You’ve hit the proverbial wall feeling that forward progress is impossible. Your mind and body are merely going through the motions. Every task feels like a herculean effort.
If you can relate then you’ve suffered a state of exhaustion. Your energy is sapped yet the demands will not cease. What is one to do? When eliminating the stressor is not possible ironically the best approach is acceptance.
Marguerite Yourcenar’s novel Memoirs of Hadrian has the aging Roman emperor write his future successor Marcus Aurelius. His fictional admonition reads,
“Whenever an object repelled me I made it a subject of study, ingeniously compelling myself to extract from it a motive for enjoyment. …I strove to welcome this hazard, to rejoice in whatever it brought me of the new and unexpected, and thus without shock the ambush or the tempest was incorporated into my plans or my thoughts. Even in the throes of my worst disaster, I have seen a moment when sheer exhaustion reduced some part of the horror of the experience, and when I made the defeat a thing of my own in being willing to accept it.”

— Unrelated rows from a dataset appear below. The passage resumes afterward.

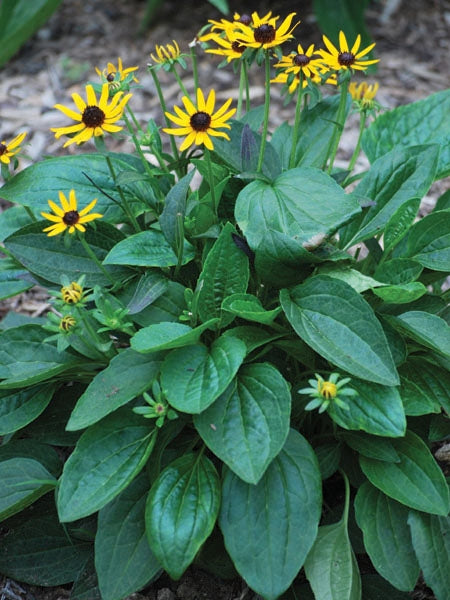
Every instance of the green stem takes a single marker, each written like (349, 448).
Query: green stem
(351, 164)
(266, 114)
(94, 257)
(339, 127)
(164, 109)
(298, 114)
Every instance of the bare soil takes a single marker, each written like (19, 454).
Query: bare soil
(413, 45)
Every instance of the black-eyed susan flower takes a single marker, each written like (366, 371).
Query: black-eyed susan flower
(94, 117)
(364, 94)
(324, 392)
(111, 73)
(265, 34)
(67, 216)
(345, 58)
(199, 123)
(10, 149)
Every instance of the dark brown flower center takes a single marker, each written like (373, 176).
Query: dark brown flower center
(237, 47)
(93, 116)
(245, 19)
(264, 34)
(200, 121)
(301, 60)
(71, 218)
(346, 59)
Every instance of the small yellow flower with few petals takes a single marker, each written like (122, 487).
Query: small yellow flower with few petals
(10, 149)
(199, 123)
(344, 58)
(67, 216)
(112, 73)
(265, 34)
(94, 118)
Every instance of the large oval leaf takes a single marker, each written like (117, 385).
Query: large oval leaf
(106, 458)
(121, 544)
(248, 424)
(387, 538)
(181, 511)
(270, 527)
(341, 326)
(416, 481)
(194, 376)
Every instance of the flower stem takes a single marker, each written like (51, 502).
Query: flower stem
(266, 114)
(94, 257)
(298, 114)
(339, 127)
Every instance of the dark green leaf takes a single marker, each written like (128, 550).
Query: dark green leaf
(270, 527)
(127, 376)
(121, 545)
(416, 481)
(248, 424)
(339, 324)
(106, 459)
(193, 377)
(387, 537)
(181, 511)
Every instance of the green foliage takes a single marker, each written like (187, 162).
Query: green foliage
(152, 419)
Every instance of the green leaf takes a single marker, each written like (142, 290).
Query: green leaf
(106, 459)
(249, 307)
(392, 180)
(50, 258)
(181, 510)
(429, 330)
(127, 376)
(377, 409)
(121, 544)
(147, 249)
(416, 481)
(165, 336)
(387, 537)
(429, 241)
(296, 204)
(422, 122)
(193, 377)
(401, 293)
(270, 527)
(399, 224)
(331, 567)
(39, 551)
(19, 19)
(247, 425)
(225, 272)
(20, 407)
(371, 446)
(42, 181)
(431, 541)
(24, 480)
(26, 359)
(339, 324)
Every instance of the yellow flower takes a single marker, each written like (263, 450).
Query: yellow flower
(166, 54)
(363, 94)
(110, 72)
(343, 58)
(265, 34)
(94, 118)
(68, 216)
(199, 122)
(301, 61)
(10, 149)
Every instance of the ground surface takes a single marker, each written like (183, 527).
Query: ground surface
(413, 45)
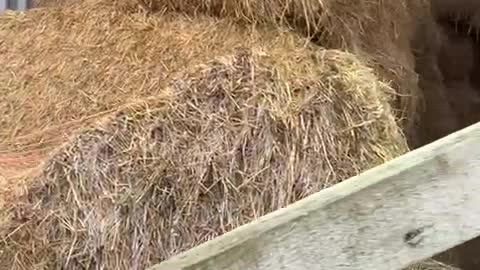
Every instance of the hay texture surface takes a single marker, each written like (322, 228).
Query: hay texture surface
(228, 123)
(380, 31)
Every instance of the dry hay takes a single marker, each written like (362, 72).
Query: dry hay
(379, 30)
(432, 265)
(255, 121)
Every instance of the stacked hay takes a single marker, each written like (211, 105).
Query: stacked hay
(224, 123)
(379, 31)
(182, 128)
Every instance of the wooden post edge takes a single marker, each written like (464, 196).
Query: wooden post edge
(389, 217)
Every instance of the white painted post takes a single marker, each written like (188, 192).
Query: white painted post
(407, 210)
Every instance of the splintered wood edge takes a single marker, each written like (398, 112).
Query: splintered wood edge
(389, 217)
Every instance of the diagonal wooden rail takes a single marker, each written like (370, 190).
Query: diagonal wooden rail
(389, 217)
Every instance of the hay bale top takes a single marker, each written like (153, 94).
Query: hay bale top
(226, 123)
(378, 31)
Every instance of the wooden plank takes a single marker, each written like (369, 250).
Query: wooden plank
(406, 210)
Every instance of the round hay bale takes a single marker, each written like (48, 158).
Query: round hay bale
(235, 122)
(379, 31)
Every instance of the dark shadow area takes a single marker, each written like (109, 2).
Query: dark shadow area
(447, 51)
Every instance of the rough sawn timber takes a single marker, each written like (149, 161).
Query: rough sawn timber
(386, 218)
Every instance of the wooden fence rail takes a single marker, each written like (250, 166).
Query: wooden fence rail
(21, 5)
(387, 218)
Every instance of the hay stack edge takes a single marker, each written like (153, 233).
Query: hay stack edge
(137, 135)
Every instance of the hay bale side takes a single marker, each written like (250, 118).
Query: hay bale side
(378, 30)
(230, 140)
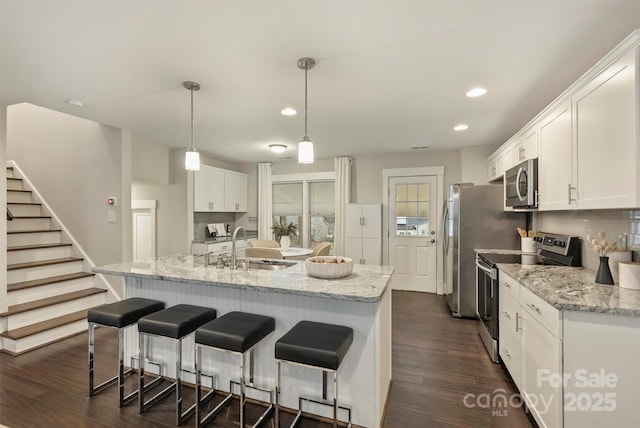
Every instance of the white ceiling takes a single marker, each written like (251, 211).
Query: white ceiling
(390, 75)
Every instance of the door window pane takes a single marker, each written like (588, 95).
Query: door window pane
(287, 207)
(412, 209)
(322, 207)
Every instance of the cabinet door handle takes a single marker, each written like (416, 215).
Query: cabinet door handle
(534, 307)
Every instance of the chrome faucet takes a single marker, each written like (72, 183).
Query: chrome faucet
(234, 257)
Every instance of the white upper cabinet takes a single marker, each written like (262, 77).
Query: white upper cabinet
(500, 162)
(526, 146)
(208, 190)
(555, 160)
(235, 192)
(219, 190)
(588, 139)
(606, 129)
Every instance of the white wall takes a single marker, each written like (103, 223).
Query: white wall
(3, 204)
(473, 164)
(76, 165)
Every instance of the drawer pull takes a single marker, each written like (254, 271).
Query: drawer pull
(534, 307)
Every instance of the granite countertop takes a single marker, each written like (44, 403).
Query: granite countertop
(226, 238)
(366, 283)
(574, 289)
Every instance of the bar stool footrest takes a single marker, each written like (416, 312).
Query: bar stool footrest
(320, 401)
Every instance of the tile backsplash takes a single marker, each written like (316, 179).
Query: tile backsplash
(615, 223)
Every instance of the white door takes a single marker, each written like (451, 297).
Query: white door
(144, 229)
(412, 232)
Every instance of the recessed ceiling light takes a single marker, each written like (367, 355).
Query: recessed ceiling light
(277, 148)
(476, 92)
(288, 112)
(75, 103)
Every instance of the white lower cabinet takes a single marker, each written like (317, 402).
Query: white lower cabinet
(574, 369)
(542, 367)
(217, 248)
(531, 350)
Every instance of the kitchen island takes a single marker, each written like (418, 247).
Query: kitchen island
(361, 301)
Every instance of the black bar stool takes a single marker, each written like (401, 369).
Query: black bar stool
(319, 346)
(174, 323)
(236, 333)
(118, 315)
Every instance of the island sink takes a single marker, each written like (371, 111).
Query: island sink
(269, 264)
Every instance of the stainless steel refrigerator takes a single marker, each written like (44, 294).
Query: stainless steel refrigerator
(474, 218)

While such a letter was never actually written for the future ruler of Rome it holds true. For it’s often at the point of exhaustion that we stop chaffing and reacting to an unpleasant circumstance and instead accept it. This resignation that follows allows us to think more rationally and in realistic terms. It’s not defeat. It’s surrendering to the reality of the situation- not the final outcome.
This approach however is no walk in the park as many obstacles appear as immovable unflinching monoliths. However, only after repeatedly pushing and tugging do we come to the realization that perhaps the best route is to go through or over the obstruction. The obstacle may actually be the way!
Hopefully, this missive finds you not in a state of exhaustion. But those times when you do find your ambition and drive running dry, it could be exhaustion itself that provides a clear perspective.
What obstacles are wearing you down? Write them down and commit to flinging yourself into the most daunting obstacles.
In the meantime, you may also want to adopt these practical strategies.
- Reduce digital and auditory input. Find a quiet place to be still. Nonstop stimulation is not healthy, in fact it drains your body’s dopamine response.
- Find the gaps in your schedule and use them to relax for a moment
- Set realistic boundaries of how much you can get done in a day
- Make it a priority. Our schedules are typically all about doing. Schedule times for simply ‘being’.